Brokerage First Global estimates, India imports as much as 80% of its raw material for making drugs — which includes intermediates and active pharmaceutical ingredients (API) or bulk drugs from China.

That’s because importing from there is 10-40% cheaper than making it in India.

“The Chinese government had stopped exports of APIs from units not adhering to pollution control norms because of which several units shut shops and the remaining producers hiked their prices,” said Tapan Ray, director general of industry body
Organisation of Pharmaceutical Producers of India.

Says Daara Patel, secretary in chief, Indian Drug Manufacturers Association (IDMA),
“There is no relief in the situation at present. Raw material prices are still 20-50% higher than before.”

Ranjit Shahani, vice chairman and managing director of Novartis India, said things wouldn’t change in the foreseeable future.

“The spotlight is on China to reduce particulate pollution. Hence it will not be possible for China to revert to polluting plants going back on stream steadily.”
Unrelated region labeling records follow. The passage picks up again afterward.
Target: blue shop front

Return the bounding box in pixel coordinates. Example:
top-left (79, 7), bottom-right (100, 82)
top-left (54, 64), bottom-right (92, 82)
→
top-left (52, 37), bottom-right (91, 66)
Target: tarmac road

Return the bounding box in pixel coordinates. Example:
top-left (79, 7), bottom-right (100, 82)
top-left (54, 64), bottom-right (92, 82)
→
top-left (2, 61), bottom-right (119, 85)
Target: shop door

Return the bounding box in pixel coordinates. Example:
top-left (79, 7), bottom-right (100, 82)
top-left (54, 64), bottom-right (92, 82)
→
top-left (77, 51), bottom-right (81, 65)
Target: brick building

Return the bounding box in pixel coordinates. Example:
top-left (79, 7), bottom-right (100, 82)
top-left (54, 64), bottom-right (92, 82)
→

Also, manufacturers in China will take at least another two to three months to restart their units, said J S Shinde, honorary general secretary of All India Organisation of Chemists and Druggists.

“So to start production, it will take another month or so. We feel that only by say January 2009 would the production start in proper scale,” says Shinde.

The price of an APIs such as erythromycin, which is used in the treatment of throat infections, has shot up by as much as 30-50% in the last few months and is expected to continue in the same vein for at least few more months, said Shinde.

Prices of other key bulk drugs such as atenolol (for cardiovascular diseases and hypertension) stand at Rs 1,200 per kg, up from Rs 950 per kg earlier in the year.
For Indian pharma companies, raw material amounts to 40-60% of total cost. Big companies such as Ranbaxy, Dr Reddy’s and Cipla import as much as 52%, 37%, and 42%, respectively, of their total raw material requirement, according to analysts.